Bloomberg reports of the Beijing-Tibet Expressway backup:
Inner Mongolia passed Shanxi province last year to become China’s biggest coal supplier after the government closed mines on safety concerns following a series of deadly accidents in Shanxi. A dearth of railway capacity connecting Inner Mongolia to port cities such as Caofeidian, Qinhuangdao and Tianjin, where coal is shipped to power plants in southern China, has forced suppliers to rely on trucks.
“The situation may ease in three or four years, when rail capacity from Inner Mongolia to Caofeidian gets upgraded and the new rail line to Liaoning province starts,” David Fang, a director at the China Coal Transport and Distribution Association, said by telephone today.
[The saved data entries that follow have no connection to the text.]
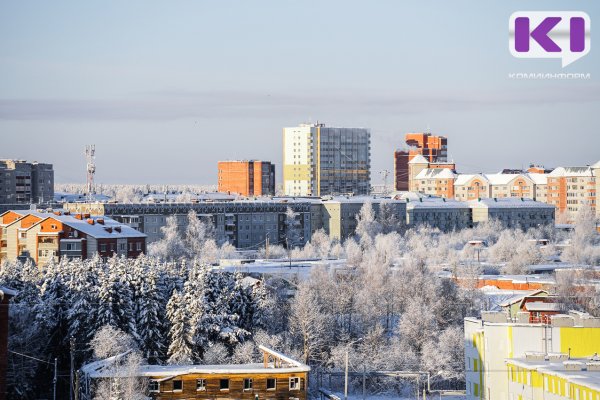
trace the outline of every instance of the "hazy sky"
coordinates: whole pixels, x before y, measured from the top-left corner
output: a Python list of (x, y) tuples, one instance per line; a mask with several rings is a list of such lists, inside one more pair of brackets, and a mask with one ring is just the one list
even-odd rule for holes
[[(508, 51), (519, 10), (597, 1), (2, 1), (0, 158), (84, 182), (216, 183), (220, 159), (281, 176), (282, 127), (367, 127), (373, 181), (406, 132), (448, 137), (460, 171), (600, 159), (600, 41), (562, 69)], [(596, 25), (600, 26), (600, 25)], [(600, 40), (600, 39), (599, 39)], [(591, 73), (586, 81), (513, 72)]]

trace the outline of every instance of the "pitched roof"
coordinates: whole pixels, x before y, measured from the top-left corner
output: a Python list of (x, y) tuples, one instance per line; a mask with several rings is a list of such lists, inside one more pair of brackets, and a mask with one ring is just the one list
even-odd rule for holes
[(554, 171), (550, 172), (548, 176), (561, 177), (561, 176), (593, 176), (592, 169), (590, 167), (558, 167)]
[(508, 185), (514, 179), (519, 177), (525, 178), (531, 181), (531, 178), (527, 174), (486, 174), (485, 177), (492, 185)]
[(483, 174), (460, 174), (454, 181), (454, 184), (458, 185), (458, 186), (465, 185), (467, 182), (469, 182), (473, 178), (479, 178), (482, 181), (488, 182), (488, 179)]
[[(146, 237), (146, 234), (144, 234), (138, 230), (135, 230), (126, 224), (122, 224), (118, 221), (115, 221), (112, 218), (107, 218), (107, 217), (103, 217), (103, 216), (100, 216), (100, 217), (92, 216), (90, 218), (85, 218), (85, 219), (80, 220), (80, 219), (75, 218), (71, 214), (56, 215), (53, 212), (38, 212), (38, 211), (23, 210), (22, 214), (24, 216), (35, 215), (37, 217), (42, 218), (36, 224), (29, 227), (29, 229), (31, 229), (34, 226), (39, 225), (40, 223), (42, 223), (43, 221), (45, 221), (47, 219), (54, 219), (54, 220), (59, 221), (73, 229), (76, 229), (82, 233), (85, 233), (86, 235), (89, 235), (89, 236), (97, 238), (97, 239)], [(90, 224), (88, 222), (88, 219), (94, 221), (94, 224), (93, 225)], [(98, 220), (104, 220), (104, 224), (98, 223)], [(112, 229), (105, 229), (105, 228), (112, 228)], [(115, 228), (120, 228), (121, 232), (118, 232), (117, 230), (115, 230)], [(109, 230), (111, 232), (109, 232)]]
[(427, 161), (427, 159), (425, 157), (423, 157), (422, 155), (417, 154), (408, 163), (409, 164), (429, 164), (429, 161)]
[(454, 179), (456, 174), (449, 168), (425, 168), (415, 179)]

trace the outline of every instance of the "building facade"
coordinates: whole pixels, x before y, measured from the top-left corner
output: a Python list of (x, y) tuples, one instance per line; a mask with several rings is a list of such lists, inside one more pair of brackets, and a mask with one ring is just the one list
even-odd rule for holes
[(0, 261), (31, 259), (46, 265), (61, 257), (99, 254), (135, 258), (146, 252), (146, 235), (115, 220), (68, 211), (11, 210), (0, 215)]
[(275, 165), (269, 161), (219, 161), (218, 190), (241, 196), (275, 195)]
[[(142, 365), (137, 376), (146, 380), (154, 400), (255, 400), (308, 398), (310, 367), (279, 352), (259, 346), (261, 363), (233, 365)], [(93, 397), (93, 381), (118, 379), (116, 360), (101, 360), (81, 368), (81, 398)]]
[[(570, 313), (551, 316), (549, 324), (529, 320), (529, 312), (518, 313), (517, 322), (509, 320), (504, 312), (484, 312), (482, 319), (465, 318), (468, 399), (522, 398), (519, 396), (523, 393), (515, 392), (510, 385), (509, 360), (525, 358), (529, 352), (541, 353), (544, 357), (557, 354), (557, 357), (575, 358), (600, 352), (599, 318)], [(545, 398), (560, 397), (548, 395)]]
[(258, 199), (244, 201), (205, 201), (198, 203), (66, 203), (73, 213), (106, 215), (127, 224), (148, 236), (148, 243), (162, 239), (161, 228), (167, 218), (176, 218), (178, 228), (185, 231), (188, 213), (194, 210), (199, 218), (210, 221), (219, 243), (228, 242), (237, 248), (258, 249), (268, 238), (270, 244), (284, 244), (286, 212), (296, 213), (300, 245), (311, 237), (311, 203), (301, 199)]
[(445, 164), (448, 161), (446, 137), (431, 133), (407, 133), (404, 139), (408, 149), (394, 152), (394, 187), (400, 191), (411, 190), (408, 163), (417, 155), (423, 156), (429, 163)]
[(300, 124), (283, 128), (286, 196), (369, 194), (371, 133), (364, 128)]
[(467, 202), (473, 223), (500, 221), (507, 228), (537, 228), (554, 225), (556, 209), (546, 203), (528, 198), (480, 198)]
[(574, 221), (582, 207), (592, 207), (598, 215), (597, 181), (600, 161), (586, 167), (558, 167), (548, 174), (548, 203)]
[(52, 164), (0, 160), (0, 204), (46, 203), (53, 200)]
[(418, 197), (407, 201), (406, 224), (409, 228), (427, 225), (442, 232), (450, 232), (473, 226), (471, 209), (465, 202), (433, 197)]
[[(376, 218), (381, 215), (381, 205), (386, 204), (395, 217), (398, 228), (403, 229), (406, 226), (406, 202), (403, 200), (368, 196), (340, 196), (319, 201), (320, 215), (317, 219), (321, 224), (319, 228), (323, 228), (332, 239), (340, 241), (354, 236), (358, 224), (356, 217), (367, 202), (371, 203)], [(313, 221), (313, 223), (315, 222)]]

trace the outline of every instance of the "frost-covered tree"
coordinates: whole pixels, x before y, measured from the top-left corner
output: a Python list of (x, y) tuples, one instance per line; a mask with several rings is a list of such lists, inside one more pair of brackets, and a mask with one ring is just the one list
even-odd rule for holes
[(150, 255), (163, 260), (177, 260), (186, 254), (185, 245), (177, 227), (177, 217), (167, 217), (167, 224), (160, 228), (162, 239), (148, 245)]
[(213, 262), (218, 246), (212, 222), (201, 219), (196, 211), (190, 210), (187, 216), (184, 244), (189, 258)]
[(285, 237), (288, 250), (299, 246), (302, 243), (300, 221), (298, 221), (298, 213), (294, 212), (291, 207), (285, 212)]
[(169, 364), (189, 364), (193, 359), (191, 329), (186, 309), (183, 296), (174, 291), (167, 304), (167, 318), (171, 323), (167, 352)]
[(377, 234), (381, 233), (381, 224), (375, 218), (373, 205), (371, 202), (365, 202), (356, 215), (356, 235), (359, 238), (363, 248), (368, 248), (373, 244)]

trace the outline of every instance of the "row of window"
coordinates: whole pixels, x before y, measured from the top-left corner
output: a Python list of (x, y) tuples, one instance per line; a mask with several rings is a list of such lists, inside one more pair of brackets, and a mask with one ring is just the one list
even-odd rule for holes
[[(170, 388), (163, 387), (163, 391), (169, 390), (169, 389), (172, 390), (173, 392), (183, 391), (183, 380), (173, 379), (171, 381), (170, 386), (171, 386)], [(229, 379), (219, 379), (219, 390), (228, 391), (229, 386), (230, 386)], [(267, 378), (266, 379), (266, 387), (267, 387), (267, 390), (276, 390), (277, 389), (277, 378)], [(161, 391), (161, 382), (158, 380), (151, 379), (148, 383), (148, 389), (151, 393), (159, 393)], [(244, 391), (252, 391), (253, 389), (254, 389), (254, 379), (244, 378), (243, 390)], [(301, 390), (299, 377), (289, 378), (289, 390)], [(196, 391), (198, 391), (198, 392), (206, 391), (206, 379), (196, 379)]]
You read that right, three to four years until this freight situation improves. And as the Global Times casually noted, a backup earlier this summer on the same roadway (I decline to use the term “expressway” again here), “reduced [traffic] to a crawl for nearly one month.” The English-language Chinese newspaper’s entertaining story on this jam is worth reading.
The coal-traffic effect is obvious to anyone who spends a little time in one of China’s coal-mining provinces. If you are unfortunate enough to end up on a road near some sizable mines, you risk facing a daylong traffic jam without warning. When reporting two years ago in Shanxi province, the then-coal king of China, I had to pass up a visit to one coal mine when I was told it could take a day to get there (and/or a day to get out), despite being about 50 miles away.
Obviously less dependence on coal would help, and we know all about China’s push to increase nuclear and solar and wind capacity. And one of the big arguments in favor of China’s massive upgrade and expansion of its rail network is, rather than the need to carry more passengers at higher speeds, the seemingly more pressing need to provide more overall cargo capacity, especially for coal. That should not only make the companies helping China with its rail projects happy, like Siemens and General Electric, it will make a lot of drivers happy too.